図15の電源装置100は、水没してヒューズ12が溶断されると、2組の組電池が切り離されて、各組電池の出力電圧は、2組の電池ユニット10の加算値、すなわち電池ユニット10の2倍電圧となる。したがって、電源装置100が水没してヒューズ12が溶断されると、各組電池に流れるショート電流は1/2に低減して、水没時の安全性をより高くできる。
【0065】
以上の電源装置100は、車載用の電源として利用できる。電源装置100を搭載する車両としては、エンジンとモータの両方で走行するハイブリッド車やプラグインハイブリッド車、あるいはモータのみで走行する電気自動車等の電動車両が利用でき、これらの車両の電源として使用される。
(ハイブリッド車用電源装置100)
【0066】
図16に、エンジンとモータの両方で走行するハイブリッド車に電源装置100を搭載する例を示す。この図に示す電源装置100を搭載した車両HVは、車両HVを走行させるエンジン96及び走行用のモータ93と、モータ93に電力を供給する電源装置100と、電源装置100の電池を充電する発電機94とを備えている。電源装置100は、DC/ACインバータ95を介してモータ93と発電機94に接続している。車両HVは、電源装置100の電池を充放電しながらモータ93とエンジン96の両方で走行する。モータ93は、エンジン効率の悪い領域、例えば加速時や低速走行時に駆動されて車両を走行させる。モータ93は、電源装置100から電力が供給されて駆動する。発電機94は、エンジン96で駆動され、あるいは車両にブレーキをかけるときの回生制動で駆動されて、電源装置100の電池を充電する。
(電気自動車用電源装置100)
【0067】
また
図17に、モータのみで走行する電気自動車に電源装置100を搭載する例を示す。
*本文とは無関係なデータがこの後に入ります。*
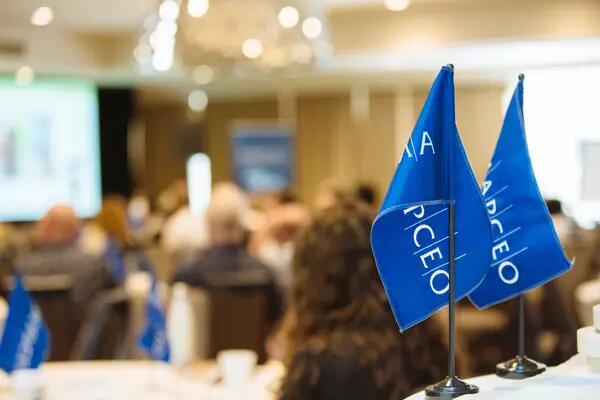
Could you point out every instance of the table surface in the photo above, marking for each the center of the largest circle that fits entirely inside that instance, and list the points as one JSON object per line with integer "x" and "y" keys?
{"x": 572, "y": 380}
{"x": 141, "y": 380}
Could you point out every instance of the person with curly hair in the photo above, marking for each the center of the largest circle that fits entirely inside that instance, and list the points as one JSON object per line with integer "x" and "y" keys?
{"x": 340, "y": 337}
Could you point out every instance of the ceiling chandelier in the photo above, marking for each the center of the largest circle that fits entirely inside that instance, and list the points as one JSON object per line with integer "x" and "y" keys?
{"x": 204, "y": 36}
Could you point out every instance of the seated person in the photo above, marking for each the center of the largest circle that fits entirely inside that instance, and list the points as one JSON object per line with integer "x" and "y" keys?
{"x": 340, "y": 338}
{"x": 55, "y": 252}
{"x": 226, "y": 221}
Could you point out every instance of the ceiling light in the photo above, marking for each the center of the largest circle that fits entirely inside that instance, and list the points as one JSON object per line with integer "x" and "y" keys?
{"x": 168, "y": 10}
{"x": 312, "y": 27}
{"x": 203, "y": 74}
{"x": 162, "y": 59}
{"x": 289, "y": 17}
{"x": 142, "y": 52}
{"x": 42, "y": 16}
{"x": 197, "y": 8}
{"x": 198, "y": 100}
{"x": 252, "y": 48}
{"x": 302, "y": 53}
{"x": 24, "y": 75}
{"x": 397, "y": 5}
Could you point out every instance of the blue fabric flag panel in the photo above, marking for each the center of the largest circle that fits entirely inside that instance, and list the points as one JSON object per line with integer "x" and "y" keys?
{"x": 153, "y": 339}
{"x": 26, "y": 340}
{"x": 410, "y": 234}
{"x": 526, "y": 252}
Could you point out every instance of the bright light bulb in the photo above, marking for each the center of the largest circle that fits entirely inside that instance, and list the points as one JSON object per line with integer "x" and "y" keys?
{"x": 168, "y": 10}
{"x": 203, "y": 74}
{"x": 198, "y": 100}
{"x": 289, "y": 17}
{"x": 42, "y": 16}
{"x": 312, "y": 27}
{"x": 197, "y": 8}
{"x": 24, "y": 75}
{"x": 397, "y": 5}
{"x": 252, "y": 48}
{"x": 302, "y": 53}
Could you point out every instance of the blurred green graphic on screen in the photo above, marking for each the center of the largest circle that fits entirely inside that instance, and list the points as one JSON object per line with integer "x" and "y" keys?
{"x": 49, "y": 148}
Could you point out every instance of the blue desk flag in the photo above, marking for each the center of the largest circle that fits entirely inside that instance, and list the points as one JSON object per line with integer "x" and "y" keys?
{"x": 153, "y": 339}
{"x": 410, "y": 234}
{"x": 26, "y": 340}
{"x": 526, "y": 252}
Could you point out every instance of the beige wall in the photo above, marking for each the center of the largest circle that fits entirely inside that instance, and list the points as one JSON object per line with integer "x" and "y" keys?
{"x": 330, "y": 142}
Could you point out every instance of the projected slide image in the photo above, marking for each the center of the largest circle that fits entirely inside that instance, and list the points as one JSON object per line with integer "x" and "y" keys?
{"x": 25, "y": 150}
{"x": 49, "y": 150}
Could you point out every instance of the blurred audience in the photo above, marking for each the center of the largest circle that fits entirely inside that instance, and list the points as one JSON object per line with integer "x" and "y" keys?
{"x": 340, "y": 336}
{"x": 109, "y": 227}
{"x": 565, "y": 227}
{"x": 226, "y": 223}
{"x": 184, "y": 232}
{"x": 145, "y": 225}
{"x": 56, "y": 253}
{"x": 274, "y": 242}
{"x": 367, "y": 193}
{"x": 330, "y": 193}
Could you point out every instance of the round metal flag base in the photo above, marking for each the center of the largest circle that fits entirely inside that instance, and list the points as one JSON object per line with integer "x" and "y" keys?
{"x": 449, "y": 388}
{"x": 519, "y": 368}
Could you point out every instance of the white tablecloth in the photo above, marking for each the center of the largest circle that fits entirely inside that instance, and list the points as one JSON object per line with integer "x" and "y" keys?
{"x": 572, "y": 380}
{"x": 141, "y": 380}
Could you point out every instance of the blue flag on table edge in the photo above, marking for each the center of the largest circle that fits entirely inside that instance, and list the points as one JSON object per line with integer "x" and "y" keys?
{"x": 409, "y": 237}
{"x": 115, "y": 260}
{"x": 25, "y": 341}
{"x": 153, "y": 340}
{"x": 526, "y": 252}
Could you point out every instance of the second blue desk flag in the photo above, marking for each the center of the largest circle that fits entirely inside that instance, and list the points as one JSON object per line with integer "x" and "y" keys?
{"x": 410, "y": 234}
{"x": 526, "y": 251}
{"x": 26, "y": 340}
{"x": 153, "y": 339}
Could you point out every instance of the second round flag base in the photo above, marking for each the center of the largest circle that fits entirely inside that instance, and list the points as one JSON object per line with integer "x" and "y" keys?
{"x": 519, "y": 367}
{"x": 449, "y": 388}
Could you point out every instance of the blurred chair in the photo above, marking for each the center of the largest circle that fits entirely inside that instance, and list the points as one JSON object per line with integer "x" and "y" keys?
{"x": 242, "y": 309}
{"x": 105, "y": 334}
{"x": 52, "y": 293}
{"x": 200, "y": 302}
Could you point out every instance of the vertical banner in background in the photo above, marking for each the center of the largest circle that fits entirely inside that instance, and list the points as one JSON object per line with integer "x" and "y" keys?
{"x": 263, "y": 156}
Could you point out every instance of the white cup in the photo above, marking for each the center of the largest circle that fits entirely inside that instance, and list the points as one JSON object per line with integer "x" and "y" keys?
{"x": 27, "y": 384}
{"x": 236, "y": 366}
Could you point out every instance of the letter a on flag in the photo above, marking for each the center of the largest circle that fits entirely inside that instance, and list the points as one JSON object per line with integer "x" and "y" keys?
{"x": 526, "y": 252}
{"x": 153, "y": 339}
{"x": 410, "y": 234}
{"x": 25, "y": 340}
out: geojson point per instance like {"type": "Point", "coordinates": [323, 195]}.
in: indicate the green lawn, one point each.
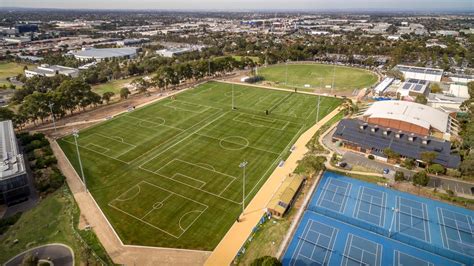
{"type": "Point", "coordinates": [51, 221]}
{"type": "Point", "coordinates": [10, 69]}
{"type": "Point", "coordinates": [113, 86]}
{"type": "Point", "coordinates": [168, 174]}
{"type": "Point", "coordinates": [317, 75]}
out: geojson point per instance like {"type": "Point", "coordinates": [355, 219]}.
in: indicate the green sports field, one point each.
{"type": "Point", "coordinates": [168, 174]}
{"type": "Point", "coordinates": [317, 75]}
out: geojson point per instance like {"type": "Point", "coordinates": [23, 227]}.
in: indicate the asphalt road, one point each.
{"type": "Point", "coordinates": [59, 254]}
{"type": "Point", "coordinates": [458, 186]}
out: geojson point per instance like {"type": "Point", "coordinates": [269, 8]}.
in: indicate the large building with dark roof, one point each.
{"type": "Point", "coordinates": [372, 139]}
{"type": "Point", "coordinates": [13, 177]}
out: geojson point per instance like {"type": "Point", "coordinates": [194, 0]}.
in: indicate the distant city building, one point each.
{"type": "Point", "coordinates": [170, 52]}
{"type": "Point", "coordinates": [104, 53]}
{"type": "Point", "coordinates": [423, 73]}
{"type": "Point", "coordinates": [17, 40]}
{"type": "Point", "coordinates": [51, 71]}
{"type": "Point", "coordinates": [13, 177]}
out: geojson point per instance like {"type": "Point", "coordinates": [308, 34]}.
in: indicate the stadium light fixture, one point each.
{"type": "Point", "coordinates": [75, 133]}
{"type": "Point", "coordinates": [52, 115]}
{"type": "Point", "coordinates": [243, 165]}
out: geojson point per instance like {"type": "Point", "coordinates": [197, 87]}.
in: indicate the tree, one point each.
{"type": "Point", "coordinates": [124, 92]}
{"type": "Point", "coordinates": [421, 179]}
{"type": "Point", "coordinates": [399, 176]}
{"type": "Point", "coordinates": [428, 156]}
{"type": "Point", "coordinates": [421, 99]}
{"type": "Point", "coordinates": [266, 261]}
{"type": "Point", "coordinates": [6, 114]}
{"type": "Point", "coordinates": [107, 96]}
{"type": "Point", "coordinates": [436, 169]}
{"type": "Point", "coordinates": [435, 88]}
{"type": "Point", "coordinates": [409, 163]}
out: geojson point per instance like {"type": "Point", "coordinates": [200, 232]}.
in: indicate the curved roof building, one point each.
{"type": "Point", "coordinates": [411, 117]}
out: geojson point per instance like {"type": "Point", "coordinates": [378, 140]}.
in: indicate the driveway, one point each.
{"type": "Point", "coordinates": [445, 183]}
{"type": "Point", "coordinates": [58, 254]}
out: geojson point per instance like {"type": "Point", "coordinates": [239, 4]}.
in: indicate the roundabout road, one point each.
{"type": "Point", "coordinates": [59, 254]}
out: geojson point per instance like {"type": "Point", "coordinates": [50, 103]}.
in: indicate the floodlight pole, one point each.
{"type": "Point", "coordinates": [75, 133]}
{"type": "Point", "coordinates": [317, 110]}
{"type": "Point", "coordinates": [243, 165]}
{"type": "Point", "coordinates": [333, 78]}
{"type": "Point", "coordinates": [52, 115]}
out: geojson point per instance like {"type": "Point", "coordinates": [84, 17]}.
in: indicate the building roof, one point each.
{"type": "Point", "coordinates": [423, 70]}
{"type": "Point", "coordinates": [11, 161]}
{"type": "Point", "coordinates": [408, 145]}
{"type": "Point", "coordinates": [285, 193]}
{"type": "Point", "coordinates": [100, 53]}
{"type": "Point", "coordinates": [414, 113]}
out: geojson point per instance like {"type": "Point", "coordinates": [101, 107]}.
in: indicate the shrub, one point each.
{"type": "Point", "coordinates": [399, 176]}
{"type": "Point", "coordinates": [266, 261]}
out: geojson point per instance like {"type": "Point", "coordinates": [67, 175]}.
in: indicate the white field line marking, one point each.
{"type": "Point", "coordinates": [131, 197]}
{"type": "Point", "coordinates": [255, 124]}
{"type": "Point", "coordinates": [183, 139]}
{"type": "Point", "coordinates": [274, 162]}
{"type": "Point", "coordinates": [192, 105]}
{"type": "Point", "coordinates": [105, 155]}
{"type": "Point", "coordinates": [248, 146]}
{"type": "Point", "coordinates": [176, 137]}
{"type": "Point", "coordinates": [186, 176]}
{"type": "Point", "coordinates": [171, 193]}
{"type": "Point", "coordinates": [100, 147]}
{"type": "Point", "coordinates": [202, 190]}
{"type": "Point", "coordinates": [153, 206]}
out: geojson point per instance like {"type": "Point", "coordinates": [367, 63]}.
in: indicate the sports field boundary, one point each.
{"type": "Point", "coordinates": [296, 220]}
{"type": "Point", "coordinates": [119, 252]}
{"type": "Point", "coordinates": [235, 238]}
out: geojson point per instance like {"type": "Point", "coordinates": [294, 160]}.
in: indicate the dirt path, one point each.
{"type": "Point", "coordinates": [120, 253]}
{"type": "Point", "coordinates": [230, 245]}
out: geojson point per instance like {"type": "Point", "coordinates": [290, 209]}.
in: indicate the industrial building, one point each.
{"type": "Point", "coordinates": [410, 117]}
{"type": "Point", "coordinates": [51, 71]}
{"type": "Point", "coordinates": [413, 87]}
{"type": "Point", "coordinates": [373, 139]}
{"type": "Point", "coordinates": [13, 176]}
{"type": "Point", "coordinates": [99, 54]}
{"type": "Point", "coordinates": [423, 73]}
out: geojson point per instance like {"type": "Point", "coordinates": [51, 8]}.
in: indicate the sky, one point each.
{"type": "Point", "coordinates": [232, 5]}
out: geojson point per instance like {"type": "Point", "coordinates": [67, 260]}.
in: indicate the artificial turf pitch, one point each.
{"type": "Point", "coordinates": [168, 174]}
{"type": "Point", "coordinates": [319, 75]}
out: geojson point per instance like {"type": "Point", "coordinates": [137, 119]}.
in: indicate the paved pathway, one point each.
{"type": "Point", "coordinates": [58, 254]}
{"type": "Point", "coordinates": [230, 245]}
{"type": "Point", "coordinates": [118, 252]}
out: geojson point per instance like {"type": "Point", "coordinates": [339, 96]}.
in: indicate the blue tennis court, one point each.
{"type": "Point", "coordinates": [350, 222]}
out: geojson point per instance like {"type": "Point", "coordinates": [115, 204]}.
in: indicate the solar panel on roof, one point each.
{"type": "Point", "coordinates": [407, 86]}
{"type": "Point", "coordinates": [418, 87]}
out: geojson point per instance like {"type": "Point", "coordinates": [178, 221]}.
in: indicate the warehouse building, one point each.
{"type": "Point", "coordinates": [13, 177]}
{"type": "Point", "coordinates": [423, 73]}
{"type": "Point", "coordinates": [51, 71]}
{"type": "Point", "coordinates": [359, 136]}
{"type": "Point", "coordinates": [100, 54]}
{"type": "Point", "coordinates": [412, 117]}
{"type": "Point", "coordinates": [413, 87]}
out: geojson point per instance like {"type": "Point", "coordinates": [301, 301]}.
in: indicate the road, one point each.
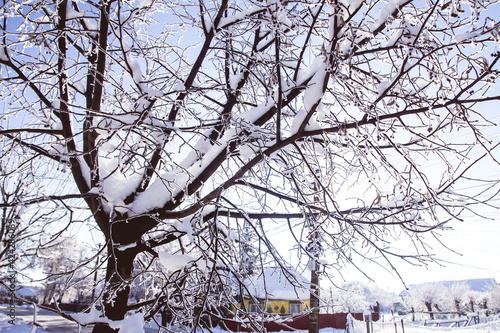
{"type": "Point", "coordinates": [53, 323]}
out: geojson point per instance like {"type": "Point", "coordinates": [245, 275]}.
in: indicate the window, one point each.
{"type": "Point", "coordinates": [295, 307]}
{"type": "Point", "coordinates": [256, 307]}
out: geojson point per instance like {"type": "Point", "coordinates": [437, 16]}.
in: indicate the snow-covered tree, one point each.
{"type": "Point", "coordinates": [494, 300]}
{"type": "Point", "coordinates": [354, 296]}
{"type": "Point", "coordinates": [175, 121]}
{"type": "Point", "coordinates": [427, 297]}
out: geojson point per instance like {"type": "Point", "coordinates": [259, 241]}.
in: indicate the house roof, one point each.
{"type": "Point", "coordinates": [272, 283]}
{"type": "Point", "coordinates": [479, 285]}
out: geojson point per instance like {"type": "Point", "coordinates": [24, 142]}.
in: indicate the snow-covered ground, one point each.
{"type": "Point", "coordinates": [359, 327]}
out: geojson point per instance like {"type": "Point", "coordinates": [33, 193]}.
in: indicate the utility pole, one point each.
{"type": "Point", "coordinates": [314, 290]}
{"type": "Point", "coordinates": [314, 248]}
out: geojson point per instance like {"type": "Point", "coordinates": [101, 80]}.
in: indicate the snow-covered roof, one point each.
{"type": "Point", "coordinates": [274, 284]}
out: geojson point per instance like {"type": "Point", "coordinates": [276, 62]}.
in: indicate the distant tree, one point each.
{"type": "Point", "coordinates": [457, 294]}
{"type": "Point", "coordinates": [173, 122]}
{"type": "Point", "coordinates": [349, 297]}
{"type": "Point", "coordinates": [69, 272]}
{"type": "Point", "coordinates": [427, 297]}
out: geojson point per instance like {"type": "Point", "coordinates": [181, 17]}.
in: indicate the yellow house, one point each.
{"type": "Point", "coordinates": [274, 293]}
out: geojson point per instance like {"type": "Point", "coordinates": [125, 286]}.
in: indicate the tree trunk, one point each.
{"type": "Point", "coordinates": [428, 305]}
{"type": "Point", "coordinates": [118, 275]}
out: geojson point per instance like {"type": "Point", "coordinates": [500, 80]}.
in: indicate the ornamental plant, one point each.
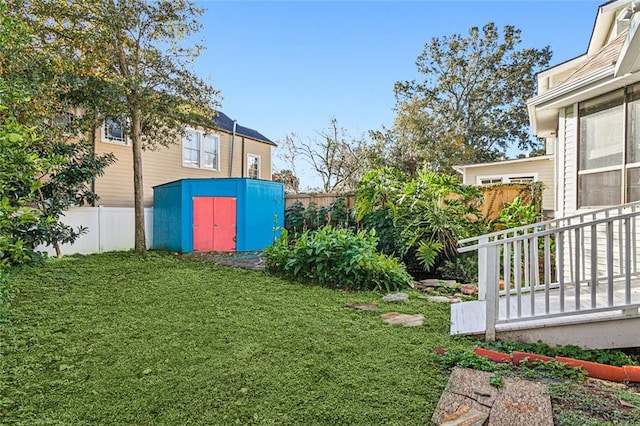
{"type": "Point", "coordinates": [337, 258]}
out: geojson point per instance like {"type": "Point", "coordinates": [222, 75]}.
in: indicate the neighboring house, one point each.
{"type": "Point", "coordinates": [575, 279]}
{"type": "Point", "coordinates": [229, 150]}
{"type": "Point", "coordinates": [530, 169]}
{"type": "Point", "coordinates": [588, 109]}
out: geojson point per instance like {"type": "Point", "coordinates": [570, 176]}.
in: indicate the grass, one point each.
{"type": "Point", "coordinates": [111, 339]}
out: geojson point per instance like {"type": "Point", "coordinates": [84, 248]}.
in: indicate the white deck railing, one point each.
{"type": "Point", "coordinates": [568, 266]}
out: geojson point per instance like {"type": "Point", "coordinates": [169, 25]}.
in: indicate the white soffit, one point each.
{"type": "Point", "coordinates": [629, 59]}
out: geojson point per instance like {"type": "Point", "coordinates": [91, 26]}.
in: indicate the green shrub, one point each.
{"type": "Point", "coordinates": [338, 258]}
{"type": "Point", "coordinates": [297, 219]}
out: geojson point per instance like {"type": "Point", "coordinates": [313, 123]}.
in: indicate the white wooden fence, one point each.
{"type": "Point", "coordinates": [110, 229]}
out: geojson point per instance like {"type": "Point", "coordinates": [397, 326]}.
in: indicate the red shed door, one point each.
{"type": "Point", "coordinates": [214, 224]}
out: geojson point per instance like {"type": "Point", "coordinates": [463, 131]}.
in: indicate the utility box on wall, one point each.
{"type": "Point", "coordinates": [235, 214]}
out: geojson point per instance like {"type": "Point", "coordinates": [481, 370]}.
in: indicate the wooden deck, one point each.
{"type": "Point", "coordinates": [559, 324]}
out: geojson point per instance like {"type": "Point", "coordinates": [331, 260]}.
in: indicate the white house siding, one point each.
{"type": "Point", "coordinates": [568, 195]}
{"type": "Point", "coordinates": [543, 169]}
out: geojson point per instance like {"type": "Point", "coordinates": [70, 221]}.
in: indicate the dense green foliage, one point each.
{"type": "Point", "coordinates": [113, 339]}
{"type": "Point", "coordinates": [517, 214]}
{"type": "Point", "coordinates": [420, 219]}
{"type": "Point", "coordinates": [337, 258]}
{"type": "Point", "coordinates": [41, 172]}
{"type": "Point", "coordinates": [129, 62]}
{"type": "Point", "coordinates": [297, 219]}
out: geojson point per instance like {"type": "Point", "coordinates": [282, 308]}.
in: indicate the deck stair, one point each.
{"type": "Point", "coordinates": [572, 280]}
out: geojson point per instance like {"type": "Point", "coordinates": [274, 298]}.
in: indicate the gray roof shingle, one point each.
{"type": "Point", "coordinates": [223, 122]}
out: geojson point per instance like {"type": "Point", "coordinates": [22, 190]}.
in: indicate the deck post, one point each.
{"type": "Point", "coordinates": [490, 279]}
{"type": "Point", "coordinates": [482, 268]}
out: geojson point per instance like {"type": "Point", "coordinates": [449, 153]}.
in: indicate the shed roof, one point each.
{"type": "Point", "coordinates": [223, 122]}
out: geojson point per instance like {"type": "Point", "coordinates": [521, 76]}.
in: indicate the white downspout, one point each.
{"type": "Point", "coordinates": [233, 140]}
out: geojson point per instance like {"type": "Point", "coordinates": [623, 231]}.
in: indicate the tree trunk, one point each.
{"type": "Point", "coordinates": [140, 247]}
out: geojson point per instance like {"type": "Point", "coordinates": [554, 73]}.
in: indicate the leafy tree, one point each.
{"type": "Point", "coordinates": [334, 157]}
{"type": "Point", "coordinates": [43, 171]}
{"type": "Point", "coordinates": [131, 67]}
{"type": "Point", "coordinates": [420, 218]}
{"type": "Point", "coordinates": [289, 179]}
{"type": "Point", "coordinates": [470, 103]}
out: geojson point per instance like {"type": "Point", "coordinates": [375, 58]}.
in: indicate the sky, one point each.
{"type": "Point", "coordinates": [289, 66]}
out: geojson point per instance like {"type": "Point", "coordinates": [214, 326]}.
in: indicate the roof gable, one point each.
{"type": "Point", "coordinates": [223, 122]}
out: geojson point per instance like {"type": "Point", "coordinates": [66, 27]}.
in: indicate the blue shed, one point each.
{"type": "Point", "coordinates": [221, 214]}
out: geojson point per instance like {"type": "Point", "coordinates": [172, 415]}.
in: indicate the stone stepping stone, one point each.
{"type": "Point", "coordinates": [444, 299]}
{"type": "Point", "coordinates": [395, 318]}
{"type": "Point", "coordinates": [396, 297]}
{"type": "Point", "coordinates": [469, 399]}
{"type": "Point", "coordinates": [362, 306]}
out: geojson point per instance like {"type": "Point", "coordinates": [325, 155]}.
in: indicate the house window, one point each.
{"type": "Point", "coordinates": [602, 148]}
{"type": "Point", "coordinates": [490, 180]}
{"type": "Point", "coordinates": [200, 150]}
{"type": "Point", "coordinates": [113, 132]}
{"type": "Point", "coordinates": [253, 166]}
{"type": "Point", "coordinates": [210, 149]}
{"type": "Point", "coordinates": [521, 179]}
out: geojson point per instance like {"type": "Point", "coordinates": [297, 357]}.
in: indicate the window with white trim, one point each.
{"type": "Point", "coordinates": [608, 149]}
{"type": "Point", "coordinates": [200, 150]}
{"type": "Point", "coordinates": [113, 132]}
{"type": "Point", "coordinates": [253, 166]}
{"type": "Point", "coordinates": [521, 178]}
{"type": "Point", "coordinates": [489, 180]}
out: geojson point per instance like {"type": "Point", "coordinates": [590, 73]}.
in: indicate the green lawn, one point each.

この図に示す電源装置100を搭載した車両EVは、車両EVを走行させる走行用のモータ93と、このモータ93に電力を供給する電源装置100と、この電源装置100の電池を充電する発電機94とを備えている。モータ93は、電源装置100から電力が供給されて駆動する。発電機94は、車両EVを回生制動する時のエネルギーで駆動されて、電源装置100の電池を充電する。
【0068】
以上、本発明の実施形態乃至実施例を図面に基づいて説明した。ただ、上記の実施形態乃至実施例は、本発明の技術思想を具体化するための例示であって、本発明は上記のものに特定されない。また、本明細書は特許請求の範囲に示される部材を、実施形態の部材に特定するものでは決してない。特に実施形態に記載されている構成部品の寸法、材質、形状、その相対的配置等は特に特定的な記載がない限りは、本発明の範囲をそれのみに限定する趣旨ではなく、単なる説明例にすぎない。なお、各図面が示す部材の大きさや位置関係等は、説明を明確にするため誇張していることがある。さらに以上の説明において、同一の名称、符号については同一もしくは同質の部材を示しており、詳細説明を適宜省略する。さらに、本発明を構成する各要素は、複数の要素を同一の部材で構成して一の部材で複数の要素を兼用する態様としてもよいし、逆に一の部材の機能を複数の部材で分担して実現することもできる。